Mesela Muharrem İnce ile ilgili fezlekeyi okudum. 8 sayfa, bütün dinlemeler, kadının ifadesi, onun bunun ifadesi var. Sadece bunun ifadesi alınamamış. Şimdi burada bir iddianame var, biz onlar hakkında kürsüye çıktığı zaman kötü şeyler söylemiyoruz, utanıyoruz en azından ama hakkında hiçbir şey olmayan bir başbakana veya bakanlara sen hakaret ediyorsun. Bir siyasetçi bu kadar siyaset dışı, edep dışı, ahlak dışı bir konuşma yapmamalı.

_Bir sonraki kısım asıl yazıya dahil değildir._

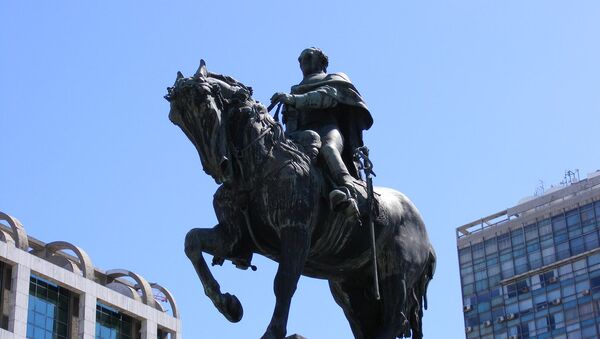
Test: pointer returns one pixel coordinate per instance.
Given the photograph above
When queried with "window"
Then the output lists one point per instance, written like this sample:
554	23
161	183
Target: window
465	255
558	223
545	227
490	246
5	287
48	310
112	324
503	241
530	232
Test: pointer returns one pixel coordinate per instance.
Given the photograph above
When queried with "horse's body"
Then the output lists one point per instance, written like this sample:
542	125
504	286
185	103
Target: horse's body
271	203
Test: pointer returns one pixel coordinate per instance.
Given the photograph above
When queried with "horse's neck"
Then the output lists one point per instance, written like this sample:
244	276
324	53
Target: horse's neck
255	155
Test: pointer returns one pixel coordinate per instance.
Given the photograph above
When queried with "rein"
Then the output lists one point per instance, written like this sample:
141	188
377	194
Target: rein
240	152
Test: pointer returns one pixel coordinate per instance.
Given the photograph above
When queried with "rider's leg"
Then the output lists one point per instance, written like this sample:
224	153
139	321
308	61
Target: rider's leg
331	149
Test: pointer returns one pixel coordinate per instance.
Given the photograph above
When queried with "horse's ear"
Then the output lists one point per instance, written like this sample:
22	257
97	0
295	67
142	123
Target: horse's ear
201	70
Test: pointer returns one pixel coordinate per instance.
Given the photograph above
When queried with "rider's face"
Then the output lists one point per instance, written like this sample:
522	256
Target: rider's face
309	62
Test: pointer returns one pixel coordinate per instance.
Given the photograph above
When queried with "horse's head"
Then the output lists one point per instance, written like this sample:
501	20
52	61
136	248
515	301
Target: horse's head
198	107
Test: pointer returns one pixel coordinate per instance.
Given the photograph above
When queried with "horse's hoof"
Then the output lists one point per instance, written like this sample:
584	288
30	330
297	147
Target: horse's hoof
231	308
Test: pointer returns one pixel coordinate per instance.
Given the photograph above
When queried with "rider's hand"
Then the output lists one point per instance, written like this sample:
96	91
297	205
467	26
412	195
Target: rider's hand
285	98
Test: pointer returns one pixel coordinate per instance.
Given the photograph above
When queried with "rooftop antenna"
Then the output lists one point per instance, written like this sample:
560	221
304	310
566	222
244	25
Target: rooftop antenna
570	177
539	190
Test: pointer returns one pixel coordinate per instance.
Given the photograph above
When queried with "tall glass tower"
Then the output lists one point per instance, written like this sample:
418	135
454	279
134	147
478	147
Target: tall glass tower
533	270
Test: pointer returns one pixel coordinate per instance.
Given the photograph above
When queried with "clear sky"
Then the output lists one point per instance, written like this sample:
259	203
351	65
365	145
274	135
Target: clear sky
474	102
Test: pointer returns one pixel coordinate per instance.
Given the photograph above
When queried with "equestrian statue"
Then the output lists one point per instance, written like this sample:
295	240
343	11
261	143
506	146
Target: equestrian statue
303	197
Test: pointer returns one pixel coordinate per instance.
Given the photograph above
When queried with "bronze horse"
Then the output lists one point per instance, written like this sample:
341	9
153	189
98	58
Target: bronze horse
271	202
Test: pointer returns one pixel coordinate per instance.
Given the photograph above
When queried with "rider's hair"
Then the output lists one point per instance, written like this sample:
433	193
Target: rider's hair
322	57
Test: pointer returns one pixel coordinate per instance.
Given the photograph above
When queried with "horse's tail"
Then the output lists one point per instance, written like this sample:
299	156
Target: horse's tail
420	296
426	278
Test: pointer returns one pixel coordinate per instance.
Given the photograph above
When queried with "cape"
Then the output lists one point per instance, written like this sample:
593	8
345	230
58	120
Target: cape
351	112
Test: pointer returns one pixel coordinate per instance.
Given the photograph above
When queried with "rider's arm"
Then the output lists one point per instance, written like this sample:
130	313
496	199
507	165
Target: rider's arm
323	97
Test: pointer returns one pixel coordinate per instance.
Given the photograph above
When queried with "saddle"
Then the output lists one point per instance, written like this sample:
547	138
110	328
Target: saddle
309	142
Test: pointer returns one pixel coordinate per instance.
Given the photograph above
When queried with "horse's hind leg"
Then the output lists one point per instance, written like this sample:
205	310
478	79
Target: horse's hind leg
395	295
360	307
214	241
295	244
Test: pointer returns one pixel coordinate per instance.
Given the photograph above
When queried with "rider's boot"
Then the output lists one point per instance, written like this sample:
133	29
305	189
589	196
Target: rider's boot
343	198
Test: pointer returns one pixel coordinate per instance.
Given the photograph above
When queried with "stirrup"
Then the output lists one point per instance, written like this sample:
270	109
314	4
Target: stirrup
342	201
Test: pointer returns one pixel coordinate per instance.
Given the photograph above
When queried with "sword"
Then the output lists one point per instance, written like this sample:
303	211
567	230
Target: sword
362	155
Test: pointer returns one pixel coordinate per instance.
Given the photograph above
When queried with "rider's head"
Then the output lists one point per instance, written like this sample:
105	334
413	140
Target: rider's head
313	60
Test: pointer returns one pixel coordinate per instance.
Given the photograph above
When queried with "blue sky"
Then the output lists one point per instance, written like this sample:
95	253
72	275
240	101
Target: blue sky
474	102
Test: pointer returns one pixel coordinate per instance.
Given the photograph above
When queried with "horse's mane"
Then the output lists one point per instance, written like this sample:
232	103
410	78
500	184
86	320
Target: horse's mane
297	156
230	81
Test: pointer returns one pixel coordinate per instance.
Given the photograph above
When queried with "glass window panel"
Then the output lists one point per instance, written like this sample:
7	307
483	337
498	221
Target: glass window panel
544	227
517	237
477	250
491	246
579	265
504	241
577	246
573	219
591	240
531	232
594	259
562	251
558	223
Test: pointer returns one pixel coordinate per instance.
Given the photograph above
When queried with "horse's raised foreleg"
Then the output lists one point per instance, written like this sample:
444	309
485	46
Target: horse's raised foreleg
295	244
216	242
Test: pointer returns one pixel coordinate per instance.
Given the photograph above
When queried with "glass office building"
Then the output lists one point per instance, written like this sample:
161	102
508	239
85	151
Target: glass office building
533	270
53	291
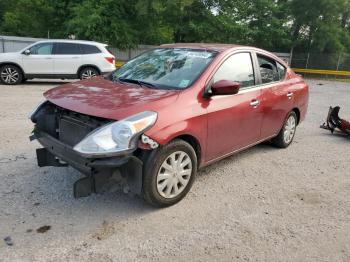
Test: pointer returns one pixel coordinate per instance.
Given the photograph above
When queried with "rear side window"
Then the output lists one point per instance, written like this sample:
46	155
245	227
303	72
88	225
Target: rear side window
268	70
67	49
281	71
90	49
237	68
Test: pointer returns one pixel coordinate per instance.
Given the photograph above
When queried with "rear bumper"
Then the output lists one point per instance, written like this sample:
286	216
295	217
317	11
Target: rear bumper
99	172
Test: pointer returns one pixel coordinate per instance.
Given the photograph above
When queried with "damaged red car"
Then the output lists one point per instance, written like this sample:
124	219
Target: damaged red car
151	124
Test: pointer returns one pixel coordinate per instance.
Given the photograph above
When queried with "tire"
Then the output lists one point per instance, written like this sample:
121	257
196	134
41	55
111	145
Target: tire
10	75
287	133
156	175
88	72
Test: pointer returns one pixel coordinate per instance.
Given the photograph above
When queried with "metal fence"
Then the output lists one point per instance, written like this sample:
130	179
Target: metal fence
337	62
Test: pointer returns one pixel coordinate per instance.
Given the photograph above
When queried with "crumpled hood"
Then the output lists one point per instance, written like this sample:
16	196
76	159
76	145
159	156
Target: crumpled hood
103	98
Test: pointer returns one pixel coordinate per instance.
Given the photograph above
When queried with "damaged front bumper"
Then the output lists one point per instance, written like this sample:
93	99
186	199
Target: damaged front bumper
99	172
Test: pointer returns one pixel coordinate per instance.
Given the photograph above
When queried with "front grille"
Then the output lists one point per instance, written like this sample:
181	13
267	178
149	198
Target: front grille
65	125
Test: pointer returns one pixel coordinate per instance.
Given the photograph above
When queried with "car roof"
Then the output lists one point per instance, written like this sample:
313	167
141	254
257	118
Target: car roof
71	41
205	46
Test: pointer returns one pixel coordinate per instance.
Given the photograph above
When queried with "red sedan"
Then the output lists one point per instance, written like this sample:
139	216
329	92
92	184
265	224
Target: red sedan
151	124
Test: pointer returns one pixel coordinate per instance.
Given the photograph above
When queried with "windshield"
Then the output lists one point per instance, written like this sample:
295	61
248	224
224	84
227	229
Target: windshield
166	68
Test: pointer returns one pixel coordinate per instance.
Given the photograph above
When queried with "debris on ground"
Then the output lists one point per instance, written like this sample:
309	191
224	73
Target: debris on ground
8	241
334	122
43	229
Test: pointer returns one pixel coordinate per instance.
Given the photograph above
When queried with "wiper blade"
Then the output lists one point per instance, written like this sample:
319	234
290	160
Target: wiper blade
134	81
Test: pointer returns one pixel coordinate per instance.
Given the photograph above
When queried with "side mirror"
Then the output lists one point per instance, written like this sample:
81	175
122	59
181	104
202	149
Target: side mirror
225	87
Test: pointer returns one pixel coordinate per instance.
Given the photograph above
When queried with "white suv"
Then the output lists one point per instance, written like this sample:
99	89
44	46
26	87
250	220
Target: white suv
61	59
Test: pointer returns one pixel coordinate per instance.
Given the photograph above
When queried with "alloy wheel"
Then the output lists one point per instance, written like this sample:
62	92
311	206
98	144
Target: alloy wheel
174	174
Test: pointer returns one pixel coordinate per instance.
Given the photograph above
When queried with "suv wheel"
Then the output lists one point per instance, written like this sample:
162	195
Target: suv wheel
88	72
10	75
169	173
286	135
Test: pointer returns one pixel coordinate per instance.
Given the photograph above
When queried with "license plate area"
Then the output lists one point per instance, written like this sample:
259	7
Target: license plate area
72	131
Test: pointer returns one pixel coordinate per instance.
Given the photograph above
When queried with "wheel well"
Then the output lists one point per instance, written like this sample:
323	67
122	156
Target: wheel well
85	66
297	112
14	64
194	143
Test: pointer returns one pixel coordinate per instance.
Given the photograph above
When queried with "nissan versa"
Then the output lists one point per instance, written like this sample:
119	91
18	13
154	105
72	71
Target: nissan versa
151	124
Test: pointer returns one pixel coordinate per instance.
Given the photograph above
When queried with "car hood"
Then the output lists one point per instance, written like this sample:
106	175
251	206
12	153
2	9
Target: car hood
103	98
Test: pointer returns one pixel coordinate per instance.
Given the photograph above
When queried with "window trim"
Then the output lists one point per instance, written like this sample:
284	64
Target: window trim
55	45
258	69
43	43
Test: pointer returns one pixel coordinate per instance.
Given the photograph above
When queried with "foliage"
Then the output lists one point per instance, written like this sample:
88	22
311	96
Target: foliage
321	26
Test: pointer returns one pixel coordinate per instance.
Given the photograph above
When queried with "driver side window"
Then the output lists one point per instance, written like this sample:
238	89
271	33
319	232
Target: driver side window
41	49
268	70
237	68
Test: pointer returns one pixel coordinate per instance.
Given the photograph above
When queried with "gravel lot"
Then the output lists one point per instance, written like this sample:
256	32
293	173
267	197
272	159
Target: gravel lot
263	204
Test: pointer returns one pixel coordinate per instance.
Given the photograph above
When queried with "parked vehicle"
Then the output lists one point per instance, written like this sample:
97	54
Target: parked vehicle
61	59
168	112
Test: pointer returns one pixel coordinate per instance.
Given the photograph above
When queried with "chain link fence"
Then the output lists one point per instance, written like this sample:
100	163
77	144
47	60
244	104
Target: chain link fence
336	62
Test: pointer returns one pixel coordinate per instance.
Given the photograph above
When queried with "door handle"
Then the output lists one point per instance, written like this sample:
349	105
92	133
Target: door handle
290	95
255	103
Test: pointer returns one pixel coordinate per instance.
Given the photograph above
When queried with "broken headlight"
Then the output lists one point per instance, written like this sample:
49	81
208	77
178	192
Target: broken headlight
118	137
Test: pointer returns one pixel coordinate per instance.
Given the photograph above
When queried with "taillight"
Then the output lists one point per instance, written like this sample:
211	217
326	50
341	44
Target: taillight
110	59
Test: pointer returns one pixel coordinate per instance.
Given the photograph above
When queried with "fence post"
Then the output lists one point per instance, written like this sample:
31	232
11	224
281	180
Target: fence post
3	44
338	63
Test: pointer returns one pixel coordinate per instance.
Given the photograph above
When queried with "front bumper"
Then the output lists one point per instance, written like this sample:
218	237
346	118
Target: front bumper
99	172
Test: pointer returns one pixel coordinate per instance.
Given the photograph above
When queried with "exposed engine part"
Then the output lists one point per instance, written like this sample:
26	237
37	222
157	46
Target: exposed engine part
334	122
146	140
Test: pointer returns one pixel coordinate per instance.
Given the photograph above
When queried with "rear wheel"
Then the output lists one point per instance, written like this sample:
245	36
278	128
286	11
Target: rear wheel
287	133
10	75
169	173
88	72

'KILIÇDAROĞLU VAZGEÇSE...'
Bizimki bunlara dayanamaz. Zaten onun bu zayıf noktasını bilenler, hep buraya hücum ederler. Oğlu için, eşi için, kendisi için bir şey söyleyeceksin, buna karşı durması, dayanması mümkün değil Sayın Başbakan'ın. O yüzden o da üslubunu, karşıdakinin bu sözlerine karşılık yükseltebiliyor. Belki de o da onlara karşılık verirken aynı şekilde, sert bir biçimde konuşabiliyor. Dolayısıyla bu işi başlatana, bu işi büyütene bakmak lazım ama ne olursa olsun, bir yerde siyasetçinin bu üslubundan vazgeçmesi gerekir. Vazgeçen Kılıçdaroğlu olsa Başbakan'ın bu konuda söyleyecek bir şeyi kalmaz.